Buddhists have a way of dealing with distress that is fascinating. It is the principle of non-attachment. The principle of non-attachment assumes that desires are the root of all suffering because attachments (to people, things, states of being, etc) are never permanent and loss is an inevitable part of life. From a Buddhist perspective the only constant in the universe is change. Therefore, the desire to cling to, control things, and “make them stay” keeps us perpetually unhappy.
Now I’m not going to suggest here that you need to invest in some robes right way. I am going to suggest that there is something here worth considering—especially when it comes to relationships. If we aren’t into letting go of everything yet and living the hard-core life of non-attachment we can at least be semi-Buddhist and embrace the idea of detachment.
Detachment is about moving your level of attachment down a couple notches. In the context of mental health and relationships it’s about avoiding unhealthy enmenshment with others. Detaching is where we can still love someone but our love for someone does not have a strangle-hold on our mental and emotional health.
In her book Codependent No More Melody Beattie writes about this idea:
“Detachment is based on the premises that each person is responsible for [themselves], that we can’t solve problems that aren’t ours to solve, and that worrying doesn’t help.”
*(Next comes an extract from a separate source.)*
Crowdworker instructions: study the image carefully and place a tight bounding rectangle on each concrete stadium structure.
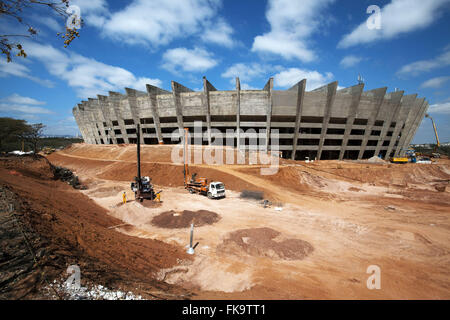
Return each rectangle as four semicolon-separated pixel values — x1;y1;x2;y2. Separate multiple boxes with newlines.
73;77;428;160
I believe it’s worth asking ourselves if we believe each of the above ideas.
“Frequently, when I suggest to people that they detach from a person or problem, they recoil in horror. “Oh, no!” they say. “I could never do that. I love him, or her, too much. I care too much to do that. This problem or person is too important to me. I have to stay attached!”
Perhaps this response reflects that we have the wrong idea about what it means to detach.
Beattie continues: “Detaching does not mean we don’t care. It means we learn to love, care, and be involved without going crazy. We stop creating all this chaos in our minds and environments. When we are not anxiously and compulsively thrashing about, we become able to make good decisions about how to love people, and how to solve our problems. We become free to care and to love in ways that help others and don’t hurt ourselves.”
“Detachment is not a cold, hostile withdrawal; a resigned, despairing acceptance of anything life and people throw our way; a robotical walk through life oblivious to, and totally unaffected by people and problems; a Pollyanna-like ignorant bliss; a shirking of our true responsibilities to ourselves and others; a severing of our relationships. Nor is it a removal of our love and concern, although sometimes these ways of detaching might be the best we can do, for the moment.”
Detaching begins to happen when our mind starts to embrace the truth that:
“When we attempt to control people and things that we have no business controlling, we are controlled.”
“We cannot (and have no business trying to) control anyone’s emotions, mind, or choices. We cannot control the outcome of events. We cannot control life. Some of us can barely control ourselves.”
“No amount of control will effect a permanent or desirable change in another person. We can sometimes do things that increase the probability that people will want to change, but we can’t even guarantee or control that.”
Is there a time to act? Sure. Isn’t there a time to help? Yep. But each of us can learn to recognize when we have become so caught up in “helping”, “rescuing”, and “caretaking” that we have lost ourselves. We no longer have control of our mind and our life. And at that point we aren’t helping anyone. Our preoccupation with the life of another has robbed us of our personal power and agency.
“For each of us, there comes a time to let go. You will know when that time has come. When you have done all that you can do, it is time to detach. Deal with your feelings. Face your fears about losing control. Gain control of yourself and your responsibilities. Free others to be who they are. In so doing, you will set yourself free.”